Question

If the relation $R$ in the set $A$ of points in a plane given by $R=\{(P,Q):$ distance of the point $P$ from the origin is same as the distance of the point $Q$ from the origin $\}$ is an equivalence relation, then the set of all points related to a point $P\ne (0,0)$ is the

• A. circle
• B. ellipse
• C. parabola
• D. hyperbola

Answer 1

Answer: (A)

Here, $R=\{(P,Q)$ : distance of point $P$ from the origin is same as the distance of point $Q$ from the origin . Clearly, $(P,P)\in R$, since the distance of point $P$ from the origin is always the same as the distance of the same point $P$ from the origin.
Therefore, $R$ is reflexive.

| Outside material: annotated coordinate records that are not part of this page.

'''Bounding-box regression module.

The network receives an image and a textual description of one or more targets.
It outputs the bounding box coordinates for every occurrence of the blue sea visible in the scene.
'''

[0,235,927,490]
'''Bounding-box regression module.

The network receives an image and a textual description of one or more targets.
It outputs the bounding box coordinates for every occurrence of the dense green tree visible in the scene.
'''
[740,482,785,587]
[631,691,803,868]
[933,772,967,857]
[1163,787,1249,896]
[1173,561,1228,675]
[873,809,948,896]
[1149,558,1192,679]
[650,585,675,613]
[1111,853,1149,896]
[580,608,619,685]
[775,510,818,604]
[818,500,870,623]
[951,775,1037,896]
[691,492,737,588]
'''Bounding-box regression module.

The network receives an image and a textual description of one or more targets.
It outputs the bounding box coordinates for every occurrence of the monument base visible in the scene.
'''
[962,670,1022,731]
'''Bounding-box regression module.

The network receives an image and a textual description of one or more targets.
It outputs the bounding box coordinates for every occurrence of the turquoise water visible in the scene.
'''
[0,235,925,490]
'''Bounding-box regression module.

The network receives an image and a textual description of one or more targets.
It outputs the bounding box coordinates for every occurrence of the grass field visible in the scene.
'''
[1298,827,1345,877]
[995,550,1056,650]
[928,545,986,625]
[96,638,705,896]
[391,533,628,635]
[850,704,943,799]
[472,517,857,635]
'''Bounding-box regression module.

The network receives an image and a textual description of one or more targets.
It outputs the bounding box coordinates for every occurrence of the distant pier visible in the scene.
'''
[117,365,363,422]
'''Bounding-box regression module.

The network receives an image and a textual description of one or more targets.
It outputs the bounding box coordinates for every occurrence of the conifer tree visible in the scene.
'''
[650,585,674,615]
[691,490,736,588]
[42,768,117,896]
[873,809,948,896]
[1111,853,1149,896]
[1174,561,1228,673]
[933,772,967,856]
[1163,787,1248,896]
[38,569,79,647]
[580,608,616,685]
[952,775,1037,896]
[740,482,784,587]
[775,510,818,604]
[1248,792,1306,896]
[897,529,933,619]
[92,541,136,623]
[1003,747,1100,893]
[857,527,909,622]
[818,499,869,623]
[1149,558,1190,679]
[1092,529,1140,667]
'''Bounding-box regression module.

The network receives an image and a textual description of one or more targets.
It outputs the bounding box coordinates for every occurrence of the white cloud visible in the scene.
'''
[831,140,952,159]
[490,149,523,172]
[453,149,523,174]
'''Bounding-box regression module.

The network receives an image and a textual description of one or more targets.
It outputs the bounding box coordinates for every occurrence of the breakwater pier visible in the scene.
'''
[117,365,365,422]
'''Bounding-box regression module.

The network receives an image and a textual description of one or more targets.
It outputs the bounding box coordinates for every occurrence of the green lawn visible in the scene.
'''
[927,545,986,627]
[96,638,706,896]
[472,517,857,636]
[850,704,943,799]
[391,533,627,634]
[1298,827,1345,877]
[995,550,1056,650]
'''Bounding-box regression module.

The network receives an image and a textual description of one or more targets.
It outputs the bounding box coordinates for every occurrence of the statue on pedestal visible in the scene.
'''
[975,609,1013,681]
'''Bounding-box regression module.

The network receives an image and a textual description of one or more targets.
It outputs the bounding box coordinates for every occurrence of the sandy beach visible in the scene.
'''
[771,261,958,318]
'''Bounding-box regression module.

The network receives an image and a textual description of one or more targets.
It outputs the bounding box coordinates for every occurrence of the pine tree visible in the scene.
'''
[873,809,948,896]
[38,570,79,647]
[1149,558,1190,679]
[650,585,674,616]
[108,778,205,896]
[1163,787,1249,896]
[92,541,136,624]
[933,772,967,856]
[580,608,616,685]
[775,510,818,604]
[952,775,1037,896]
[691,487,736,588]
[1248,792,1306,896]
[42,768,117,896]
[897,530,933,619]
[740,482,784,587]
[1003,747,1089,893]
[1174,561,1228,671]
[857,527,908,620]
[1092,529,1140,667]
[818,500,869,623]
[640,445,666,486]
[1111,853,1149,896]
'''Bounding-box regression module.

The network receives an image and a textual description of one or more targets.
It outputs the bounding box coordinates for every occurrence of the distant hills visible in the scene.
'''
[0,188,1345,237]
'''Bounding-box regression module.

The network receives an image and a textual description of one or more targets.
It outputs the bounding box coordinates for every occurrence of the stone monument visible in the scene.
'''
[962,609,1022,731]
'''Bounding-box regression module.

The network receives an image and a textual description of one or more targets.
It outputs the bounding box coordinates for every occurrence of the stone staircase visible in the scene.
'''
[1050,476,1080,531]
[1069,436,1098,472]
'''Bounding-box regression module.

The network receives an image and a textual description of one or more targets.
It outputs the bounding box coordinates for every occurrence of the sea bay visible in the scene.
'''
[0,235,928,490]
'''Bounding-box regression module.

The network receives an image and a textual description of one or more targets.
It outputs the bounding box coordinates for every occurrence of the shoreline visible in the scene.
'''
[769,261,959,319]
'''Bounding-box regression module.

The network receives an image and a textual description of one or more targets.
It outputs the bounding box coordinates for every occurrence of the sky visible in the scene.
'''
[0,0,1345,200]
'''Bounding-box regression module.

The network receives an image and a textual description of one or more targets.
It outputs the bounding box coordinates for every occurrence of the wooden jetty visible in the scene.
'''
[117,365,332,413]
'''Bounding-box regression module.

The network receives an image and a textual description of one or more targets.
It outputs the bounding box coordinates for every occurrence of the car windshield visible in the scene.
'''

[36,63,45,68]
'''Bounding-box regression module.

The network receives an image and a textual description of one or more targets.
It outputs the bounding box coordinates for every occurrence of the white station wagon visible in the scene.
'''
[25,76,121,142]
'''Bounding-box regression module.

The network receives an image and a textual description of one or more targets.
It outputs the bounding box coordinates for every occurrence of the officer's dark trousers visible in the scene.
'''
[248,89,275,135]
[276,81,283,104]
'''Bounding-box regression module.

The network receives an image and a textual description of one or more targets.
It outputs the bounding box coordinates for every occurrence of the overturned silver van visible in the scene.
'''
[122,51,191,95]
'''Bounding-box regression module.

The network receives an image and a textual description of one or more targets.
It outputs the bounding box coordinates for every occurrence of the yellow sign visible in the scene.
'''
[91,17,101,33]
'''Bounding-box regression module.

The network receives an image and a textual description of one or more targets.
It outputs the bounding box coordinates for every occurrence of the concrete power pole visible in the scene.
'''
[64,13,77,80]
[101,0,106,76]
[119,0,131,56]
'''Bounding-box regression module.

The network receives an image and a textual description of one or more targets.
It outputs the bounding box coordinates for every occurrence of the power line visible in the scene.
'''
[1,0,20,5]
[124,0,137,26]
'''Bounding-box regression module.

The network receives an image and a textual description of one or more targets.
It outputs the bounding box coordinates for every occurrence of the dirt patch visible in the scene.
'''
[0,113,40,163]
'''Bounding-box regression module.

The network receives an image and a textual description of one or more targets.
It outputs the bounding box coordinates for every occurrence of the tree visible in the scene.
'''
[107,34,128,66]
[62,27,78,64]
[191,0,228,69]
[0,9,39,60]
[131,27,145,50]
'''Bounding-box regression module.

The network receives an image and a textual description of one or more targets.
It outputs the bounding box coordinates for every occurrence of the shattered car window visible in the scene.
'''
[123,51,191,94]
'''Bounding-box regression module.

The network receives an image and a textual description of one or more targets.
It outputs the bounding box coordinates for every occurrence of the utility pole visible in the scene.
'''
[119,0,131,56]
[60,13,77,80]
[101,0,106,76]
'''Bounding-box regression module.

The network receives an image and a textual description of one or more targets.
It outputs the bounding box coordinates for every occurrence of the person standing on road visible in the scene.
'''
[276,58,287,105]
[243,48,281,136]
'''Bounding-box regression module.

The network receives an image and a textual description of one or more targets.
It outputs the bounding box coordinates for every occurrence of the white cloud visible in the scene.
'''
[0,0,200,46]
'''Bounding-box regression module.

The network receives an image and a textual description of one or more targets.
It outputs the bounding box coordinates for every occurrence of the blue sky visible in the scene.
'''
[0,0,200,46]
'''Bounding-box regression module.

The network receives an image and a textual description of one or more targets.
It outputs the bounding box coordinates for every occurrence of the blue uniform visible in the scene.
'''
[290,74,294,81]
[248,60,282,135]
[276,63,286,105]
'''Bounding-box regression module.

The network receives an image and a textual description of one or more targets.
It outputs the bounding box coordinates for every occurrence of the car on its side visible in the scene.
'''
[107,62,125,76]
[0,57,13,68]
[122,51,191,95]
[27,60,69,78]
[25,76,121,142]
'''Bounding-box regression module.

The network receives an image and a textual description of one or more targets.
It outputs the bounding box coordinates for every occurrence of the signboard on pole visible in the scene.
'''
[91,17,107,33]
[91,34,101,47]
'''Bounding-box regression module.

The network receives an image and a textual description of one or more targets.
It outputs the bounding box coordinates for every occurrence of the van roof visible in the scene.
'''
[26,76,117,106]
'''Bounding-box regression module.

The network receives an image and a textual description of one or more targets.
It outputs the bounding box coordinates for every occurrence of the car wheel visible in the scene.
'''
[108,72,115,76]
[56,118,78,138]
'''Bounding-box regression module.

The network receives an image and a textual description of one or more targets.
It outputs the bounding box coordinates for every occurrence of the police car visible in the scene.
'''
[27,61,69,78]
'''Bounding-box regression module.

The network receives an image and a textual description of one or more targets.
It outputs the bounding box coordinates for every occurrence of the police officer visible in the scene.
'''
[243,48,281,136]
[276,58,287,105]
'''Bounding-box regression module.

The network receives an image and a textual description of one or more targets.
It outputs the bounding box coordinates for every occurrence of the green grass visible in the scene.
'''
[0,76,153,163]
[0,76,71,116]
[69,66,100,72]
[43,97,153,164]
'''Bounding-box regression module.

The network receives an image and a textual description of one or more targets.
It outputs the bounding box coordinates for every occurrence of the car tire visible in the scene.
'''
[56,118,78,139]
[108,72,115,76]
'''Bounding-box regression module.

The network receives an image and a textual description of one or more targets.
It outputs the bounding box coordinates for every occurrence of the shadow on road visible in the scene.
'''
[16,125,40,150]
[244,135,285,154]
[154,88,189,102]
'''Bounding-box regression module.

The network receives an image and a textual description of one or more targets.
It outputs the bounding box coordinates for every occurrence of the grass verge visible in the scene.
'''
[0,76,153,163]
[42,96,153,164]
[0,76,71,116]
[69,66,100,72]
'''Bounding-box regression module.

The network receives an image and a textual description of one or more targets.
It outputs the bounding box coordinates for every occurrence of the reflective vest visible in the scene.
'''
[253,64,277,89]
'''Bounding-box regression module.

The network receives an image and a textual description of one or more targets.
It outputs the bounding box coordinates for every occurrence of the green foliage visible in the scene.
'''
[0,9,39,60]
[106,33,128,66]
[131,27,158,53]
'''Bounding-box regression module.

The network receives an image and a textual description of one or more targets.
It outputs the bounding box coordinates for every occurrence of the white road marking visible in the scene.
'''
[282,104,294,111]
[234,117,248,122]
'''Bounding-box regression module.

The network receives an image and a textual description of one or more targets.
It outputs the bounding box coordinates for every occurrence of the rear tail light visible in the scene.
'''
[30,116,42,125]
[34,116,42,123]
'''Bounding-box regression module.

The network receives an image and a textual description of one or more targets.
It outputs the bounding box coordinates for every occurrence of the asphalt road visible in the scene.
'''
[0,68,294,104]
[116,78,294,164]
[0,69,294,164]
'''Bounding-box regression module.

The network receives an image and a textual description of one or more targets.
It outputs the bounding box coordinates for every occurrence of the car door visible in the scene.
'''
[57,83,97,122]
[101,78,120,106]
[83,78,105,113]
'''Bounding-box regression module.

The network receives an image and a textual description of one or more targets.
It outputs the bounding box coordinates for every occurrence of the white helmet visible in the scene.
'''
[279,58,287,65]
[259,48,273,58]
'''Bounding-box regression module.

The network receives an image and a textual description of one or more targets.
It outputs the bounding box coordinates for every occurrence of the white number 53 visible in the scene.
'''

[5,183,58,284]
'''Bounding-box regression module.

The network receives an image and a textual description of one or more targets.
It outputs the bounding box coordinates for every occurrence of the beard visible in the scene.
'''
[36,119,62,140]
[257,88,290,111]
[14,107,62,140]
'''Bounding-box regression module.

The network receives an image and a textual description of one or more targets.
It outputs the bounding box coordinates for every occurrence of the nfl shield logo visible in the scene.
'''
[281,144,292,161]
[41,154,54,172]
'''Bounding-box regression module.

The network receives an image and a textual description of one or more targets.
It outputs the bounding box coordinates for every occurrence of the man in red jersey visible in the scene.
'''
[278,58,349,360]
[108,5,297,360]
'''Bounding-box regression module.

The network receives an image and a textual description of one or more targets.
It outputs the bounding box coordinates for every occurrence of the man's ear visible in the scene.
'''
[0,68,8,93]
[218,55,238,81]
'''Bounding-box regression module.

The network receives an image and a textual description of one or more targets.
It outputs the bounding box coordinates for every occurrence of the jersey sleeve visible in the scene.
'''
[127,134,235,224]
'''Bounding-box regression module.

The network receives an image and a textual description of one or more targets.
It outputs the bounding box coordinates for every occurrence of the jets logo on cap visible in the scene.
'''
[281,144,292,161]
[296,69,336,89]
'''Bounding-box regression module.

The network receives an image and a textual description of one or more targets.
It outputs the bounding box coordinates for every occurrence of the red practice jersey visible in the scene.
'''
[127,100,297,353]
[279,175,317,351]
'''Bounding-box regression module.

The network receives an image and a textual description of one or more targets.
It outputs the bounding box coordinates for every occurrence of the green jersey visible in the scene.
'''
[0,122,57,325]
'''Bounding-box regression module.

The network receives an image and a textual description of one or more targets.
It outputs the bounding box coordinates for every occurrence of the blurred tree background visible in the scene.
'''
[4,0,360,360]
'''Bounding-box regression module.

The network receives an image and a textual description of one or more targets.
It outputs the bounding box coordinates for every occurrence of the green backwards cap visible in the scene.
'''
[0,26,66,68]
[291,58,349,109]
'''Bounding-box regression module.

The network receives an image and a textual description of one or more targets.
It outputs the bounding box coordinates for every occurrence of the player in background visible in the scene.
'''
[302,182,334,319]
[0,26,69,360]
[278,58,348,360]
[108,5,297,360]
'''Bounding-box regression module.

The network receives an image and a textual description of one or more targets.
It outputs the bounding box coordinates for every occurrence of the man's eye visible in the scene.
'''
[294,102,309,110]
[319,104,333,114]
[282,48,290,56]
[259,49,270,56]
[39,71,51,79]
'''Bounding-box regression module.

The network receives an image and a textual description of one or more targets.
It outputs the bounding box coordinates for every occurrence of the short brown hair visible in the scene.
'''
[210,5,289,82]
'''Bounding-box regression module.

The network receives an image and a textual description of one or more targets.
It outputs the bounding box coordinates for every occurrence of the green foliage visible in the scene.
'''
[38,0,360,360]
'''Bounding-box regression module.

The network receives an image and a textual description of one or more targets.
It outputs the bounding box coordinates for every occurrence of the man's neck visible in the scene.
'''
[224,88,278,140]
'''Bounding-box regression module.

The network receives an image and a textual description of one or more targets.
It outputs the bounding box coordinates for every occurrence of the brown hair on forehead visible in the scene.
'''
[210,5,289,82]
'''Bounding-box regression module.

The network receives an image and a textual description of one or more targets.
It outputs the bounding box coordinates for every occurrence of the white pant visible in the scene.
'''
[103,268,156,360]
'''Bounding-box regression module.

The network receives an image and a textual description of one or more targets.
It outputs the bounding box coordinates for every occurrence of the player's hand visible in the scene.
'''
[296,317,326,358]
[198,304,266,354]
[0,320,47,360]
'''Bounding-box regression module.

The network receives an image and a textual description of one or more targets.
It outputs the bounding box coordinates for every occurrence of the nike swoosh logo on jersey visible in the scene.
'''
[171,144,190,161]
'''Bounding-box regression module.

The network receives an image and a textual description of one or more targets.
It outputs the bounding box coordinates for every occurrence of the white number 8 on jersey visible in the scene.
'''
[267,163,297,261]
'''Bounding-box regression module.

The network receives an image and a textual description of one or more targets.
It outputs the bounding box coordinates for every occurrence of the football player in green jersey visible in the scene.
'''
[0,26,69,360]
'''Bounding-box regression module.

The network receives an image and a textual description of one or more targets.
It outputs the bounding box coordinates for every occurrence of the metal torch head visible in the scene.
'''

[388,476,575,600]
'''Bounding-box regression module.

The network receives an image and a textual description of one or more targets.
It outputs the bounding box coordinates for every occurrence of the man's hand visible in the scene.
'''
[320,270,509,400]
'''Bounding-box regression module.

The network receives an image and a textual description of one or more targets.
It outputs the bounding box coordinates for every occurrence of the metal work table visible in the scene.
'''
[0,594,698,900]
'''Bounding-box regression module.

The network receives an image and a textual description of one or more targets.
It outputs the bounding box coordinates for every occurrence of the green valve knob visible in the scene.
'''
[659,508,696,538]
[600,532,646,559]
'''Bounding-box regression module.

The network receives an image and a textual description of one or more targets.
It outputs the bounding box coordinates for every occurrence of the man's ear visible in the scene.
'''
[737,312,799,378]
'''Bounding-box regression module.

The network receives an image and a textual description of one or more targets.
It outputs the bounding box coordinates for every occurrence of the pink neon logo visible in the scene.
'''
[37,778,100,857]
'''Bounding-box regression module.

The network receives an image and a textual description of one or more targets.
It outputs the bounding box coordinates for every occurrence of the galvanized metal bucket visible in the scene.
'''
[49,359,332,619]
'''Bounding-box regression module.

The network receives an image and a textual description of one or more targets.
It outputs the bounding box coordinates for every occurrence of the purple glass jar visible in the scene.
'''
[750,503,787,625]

Now, let $(P,Q)\in R$.
$\Rightarrow$ The distance of point $P$ from the origin is same as the distance of point $Q$ from the origin.
$\Rightarrow$ The distance of point $Q$ from the origin is same as the distance of point $P$ from the origin.
$\Rightarrow (Q,P)\in R$
Therefore, $R$ is symmetric.
Now, let $(P,Q),(Q,S)\in R$
The distance of points $P$ and $Q$ from the origin is same and also the distance of points $Q$ and $S$ from the origin is same.
$\Rightarrow$ The distance of points $P$ and $S$ from the origin is same.
$\Rightarrow (P,S)\in R$
Therefore, $R$ is transitive. Hence, $R$ is an equivalence relation (which is already given). The set of all points related to $P\ne (0,0)$ will be those points whose distance from the origin is the same as the distance of point $P$ from the origin.
In other words, if $O(0,0)$ is the origin and $OP=k$, then the set of all points related to $P$ is the set of those points which are at a distance of $k$ from the origin.
Hence, this set of points forms a circle with the centre as the origin and this circle passes through point $P$.